By Christian Schneider

Apr 6, 2022

“Then where does the past exist, if at all?”

“In records. It is written down.” —George Orwell, 1984

In late February, Trisha Hope settled into her booth at the Conservative Political Action Conference in Orlando, hoping to sell printed copies of her five-volume collection of former President Donald Trump’s tweets.

Hope’s goal was, of course, to unload a stack of her $39 linen-bound, self-published books, but she later told me the books had another important purpose.

“I was told by many that they wanted to share our book with future generations and felt they could not rely on other media or even historians to do so in a truthful manner,” Hope told me. “President Trump’s words to the people on a daily basis will always be the most valuable tool in sharing the history of this time.”

When Twitter famously banned Trump from its platform in early 2021, it had the effect of erasing his tweets from the public record. Numerous other social media sites like Facebook, Instagram, and YouTube followed with their own bans.

Hope said when Trump was kicked off social media, sales of her books increased more than 1,000 percent.

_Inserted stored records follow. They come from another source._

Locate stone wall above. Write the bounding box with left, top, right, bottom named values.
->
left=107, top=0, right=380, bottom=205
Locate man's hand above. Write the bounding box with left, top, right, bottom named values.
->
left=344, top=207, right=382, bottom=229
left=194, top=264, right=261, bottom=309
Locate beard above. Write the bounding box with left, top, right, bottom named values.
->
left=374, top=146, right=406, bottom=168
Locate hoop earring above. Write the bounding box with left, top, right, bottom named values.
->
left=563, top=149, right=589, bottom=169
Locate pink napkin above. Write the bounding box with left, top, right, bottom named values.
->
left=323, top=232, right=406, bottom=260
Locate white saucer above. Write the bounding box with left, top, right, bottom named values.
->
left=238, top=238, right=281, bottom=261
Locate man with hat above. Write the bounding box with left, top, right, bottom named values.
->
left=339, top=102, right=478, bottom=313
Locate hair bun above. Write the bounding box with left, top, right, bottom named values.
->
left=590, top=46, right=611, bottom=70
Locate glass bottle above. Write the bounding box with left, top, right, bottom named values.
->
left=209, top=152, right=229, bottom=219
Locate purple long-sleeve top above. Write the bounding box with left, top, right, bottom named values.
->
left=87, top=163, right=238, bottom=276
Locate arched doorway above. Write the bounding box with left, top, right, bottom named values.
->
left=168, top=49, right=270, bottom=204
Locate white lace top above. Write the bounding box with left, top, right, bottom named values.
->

“President Trump’s words are his; they reflect the day-to-day operations of the Trump administration in a way no other resource can provide,” she said.

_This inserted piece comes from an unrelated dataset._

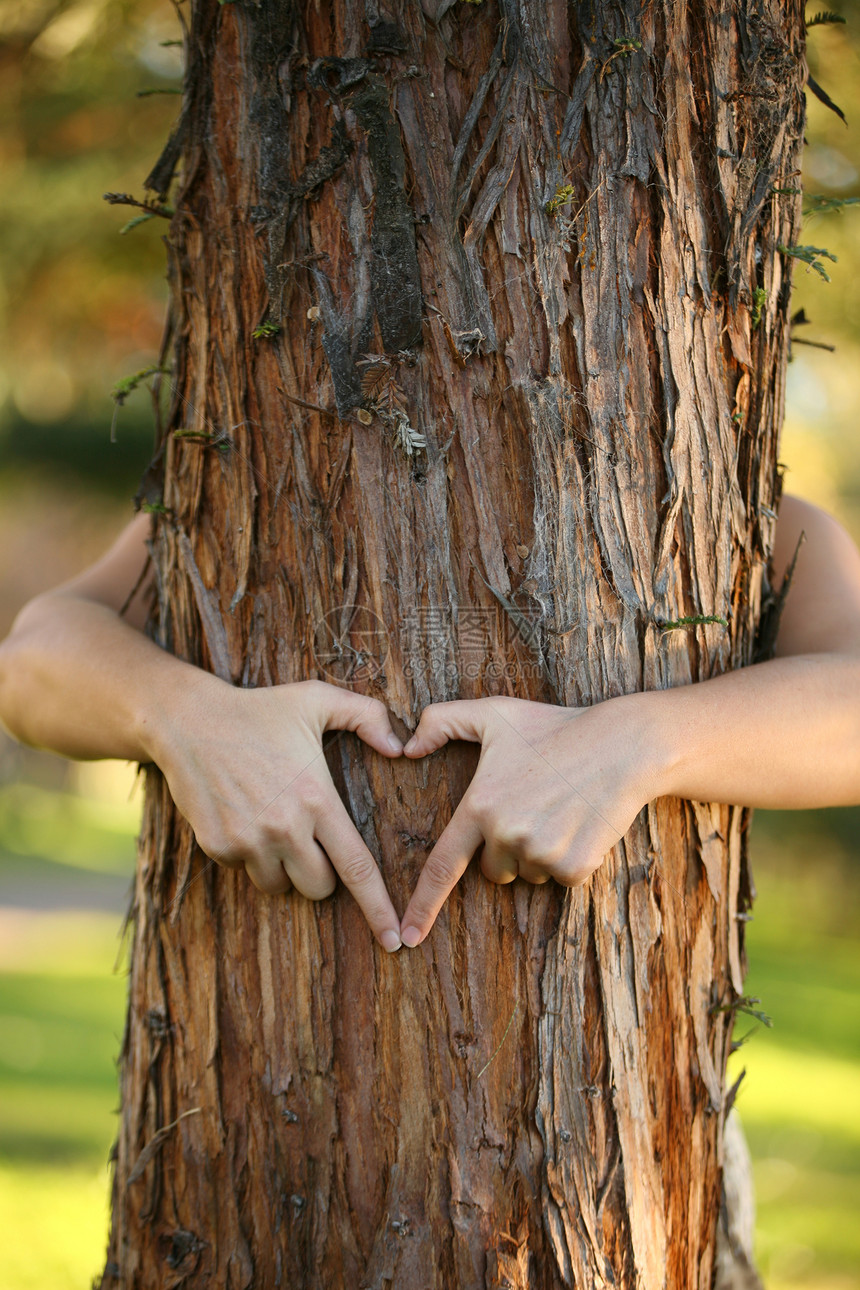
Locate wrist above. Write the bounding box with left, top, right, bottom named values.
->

On this, Hope is entirely correct. Reading Trump’s tweets between 2016 and 2020 will be a crucial way for future historians to understand American politics of the early 21st century. Telling the story of the Trump years without being able to cite his tweets is akin to writing about the life of Benjamin Franklin without ever having seen a copy of Poor Richard’s Almanack.

And yet on Twitter, the original documents are now memory-holed, likely never to return.

Sure, there are several third-party internet sites that have archived Trump’s tweets, but these platforms exist only at the whim of their administrators. When they disappear, so might all their data.

The overwhelming majority of what we know about the past comes from people writing things down on media that lasted centuries, from cave walls to wood carvings, to sheep skin. And a lot of people took the time to write things down. Read William Manchester’s volumes on the life of Winston Churchill, and you’ll see that much of what we know about the 20th century’s greatest leader is derived from journals kept by the mistresses of men in his government. (One cheer for infidelity!)

But like information shared on Twitter, the overwhelming majority of news in modern times is made and reported in digital formats. This presents a host of potentially dangerous problems for future Americans trying to understand how we lived in 2022.

Among the digital-only outlets we currently peruse, which will keep their data archived? Will that data be accessible in spite of future technological advances? Will the text remain untouched by future editors who may want to erase past content? How will we know the full context of what we are seeing?

When the present becomes the past, the past exists only in the manner in which it is preserved. Right now, the present is being saved only in shoddy and haphazard ways, as publishers try to adjust to ever-changing technologies. Further, that same technology allows previously published content to be changed in ways that reflect current trends and sensibilities. Combined, it spells doom for future generations.

What Are We Saving?

You may have had a friend or mentor warn you that “the internet is forever.” And it is true that unfortunate opinions you held in your teens or pictures of catastrophic haircuts you got as an adult may haunt you in perpetuity.

(Full disclosure: I run a Twitter account that exhumes unfavorable historical reviews of classic movies, books, albums, and television shows, many of which are retroactively embarrassing to the reviewer.)

But in terms of news content, the internet is hardly forever. Online-only news outlets drop out of sight all the time, taking their archives with them. Most digital articles you read could accurately carry the traditional “this story will self-destruct” spy disclaimer, even if it takes a few years rather than a few seconds.

This is especially true of the early days of the internet, when editors often viewed online-only content as disposable. In one 1996 interview, the manager of the Minneapolis Star Tribune website explained the lack of an archive of old online stories, saying there was no need because the paper’s online presence was “a service, not a publication.”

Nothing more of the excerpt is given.